As imagens WebP são um formato de imagem do Google que comprime fotos com qualidade próxima ao JPEG, mas em arquivos bem menores. No WordPress, a conversão acontece via plugin, que gera a versão WebP e a serve para navegadores compatíveis. O resultado é uma página mais leve e um LCP melhor, desde que a hospedagem não seja o gargalo. Este tutorial mostra como converter imagens WebP em cinco passos, qual qualidade usar, como manter um fallback seguro e como medir o ganho real. Para o contexto maior de velocidade, vale acompanhar os conteúdos de performance WordPress da FULL.


Primeiros passos: Visão geral da conversão

Converter imagens WebP no WordPress leva de 5 a 20 minutos para um site comum e corta entre 25% e 34% do peso das fotos, segundo a documentação do Google. O fluxo tem cinco etapas: escolher o plugin, definir a qualidade, gerar os arquivos, garantir o fallback e medir o LCP. A tabela abaixo resume cada etapa, o objetivo e como validar o resultado antes de seguir adiante.

Converter imagens WebP no WordPress: etapas, objetivo e validação
Etapa Objetivo Check de validação
Escolher plugin Definir quem gera e serve o WebP Plugin ativo e licença ou créditos disponíveis
Definir qualidade Equilibrar peso e nitidez Valor entre 75 e 82 salvo
Converter a biblioteca Gerar os arquivos WebP em lote Contador de imagens convertidas igual ao total
Garantir fallback Servir JPEG a navegadores antigos Imagem aparece em modo anônimo sem erro
Medir o LCP Confirmar o ganho de velocidade LCP menor no PageSpeed Insights

O ponto mais ignorado é o quarto: sem fallback, um navegador antigo recebe um arquivo que não sabe ler. Por isso a escolha do plugin importa mais que a qualidade da compressão.


Por que as imagens WebP aceleram o WordPress

As imagens WebP aceleram o site porque reduzem os bytes que o navegador baixa antes de pintar a maior imagem da tela, o elemento medido pelo LCP. Em uma página com 1,8 MB de fotos JPEG, a conversão para WebP costuma derrubar esse total para perto de 1,2 MB, dentro da faixa de 25-34% informada pelo Google.

Menos bytes significam um LCP mais rápido, principalmente em conexões móveis. Esse ganho, porém, tem um teto. Se a hospedagem entrega o HTML em 800 ms de TTFB, nenhum formato de imagem resolve a lentidão de fundo. A gente vê no suporte da FULL que boa parte dos sites lentos trata as imagens WebP como bala de prata e ignora o cache e o servidor. O formato ajuda, mas não substitui otimização de imagens completa nem um bom plano de hospedagem.
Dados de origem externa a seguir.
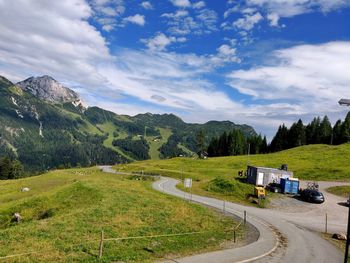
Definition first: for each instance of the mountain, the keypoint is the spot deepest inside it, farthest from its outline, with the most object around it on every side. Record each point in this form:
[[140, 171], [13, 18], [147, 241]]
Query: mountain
[[45, 126], [48, 89]]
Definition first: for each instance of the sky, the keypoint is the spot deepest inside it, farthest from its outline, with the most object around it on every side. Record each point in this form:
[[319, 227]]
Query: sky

Passo a passo: Como converter imagens WebP no WordPress

Converter imagens WebP exige um plugin que gere os arquivos e os entregue com fallback, em vez de exportar foto por foto na mão. O processo abaixo usa cinco passos testados em sites WordPress 6.x com PHP 8.2, e cada passo tem um critério claro de validação. O objetivo é sair com a biblioteca inteira convertida e o LCP medido antes e depois.

Passo 1: Escolha o plugin de conversão

Comece definindo quem vai gerar as imagens WebP, porque o plugin decide o método de entrega e o limite de processamento. O Imagify, o ShortPixel, o EWWW Image Optimizer e o WP-Optimize cobrem a maioria dos casos: os três primeiros convertem na nuvem ou no servidor, e o WP-Optimize integra conversão e cache no mesmo painel. Para quem já usa um stack de performance, o Perfmatters cuida do carregamento, mas não converte: ele depende de um conversor à parte.

Legenda: a opção de gerar a versão WebP fica nas configurações de otimização do plugin, não no upload de cada foto.

Passo 2: Defina a qualidade da compressão

Ajuste a qualidade entre 75 e 82 antes de converter, porque é a faixa que mantém a foto nítida e ainda corta peso de forma agressiva. Acima de 90, o arquivo WebP fica quase do tamanho do JPEG e o ganho some; abaixo de 70, surgem artefatos visíveis em fotos com gradiente, como céu e pele. Para lojas WooCommerce, a recomendação cai para 78, já que a foto de produto precisa de fidelidade. Salve o valor e teste em uma imagem isolada antes de processar a biblioteca toda.

Passo 3: Converta a biblioteca em lote

Rode a conversão em lote pela tela de mídia em massa do plugin, que processa as imagens existentes sem você reenviar nada. Em bibliotecas pequenas, isso leva minutos; acima de 10 mil arquivos, o ideal é agendar lotes de 200 imagens por execução para não sobrecarregar o cron do WordPress. O contador do plugin deve fechar com o total de itens da biblioteca. Imagens novas, enviadas depois, são convertidas no upload automaticamente.

Passo 4: Garanta o fallback para JPEG

Confirme o método de entrega com fallback, porque sem ele um navegador antigo recebe um arquivo que não consegue exibir. Os plugins usam dois caminhos: reescrita via .htaccess no Apache ou a tag no HTML, que oferece o JPEG quando o WebP não carrega. A tag é mais segura em CDN e em servidores Nginx. Abra o site em uma aba anônima e em um navegador antigo: se a imagem aparece nos dois, o fallback está correto.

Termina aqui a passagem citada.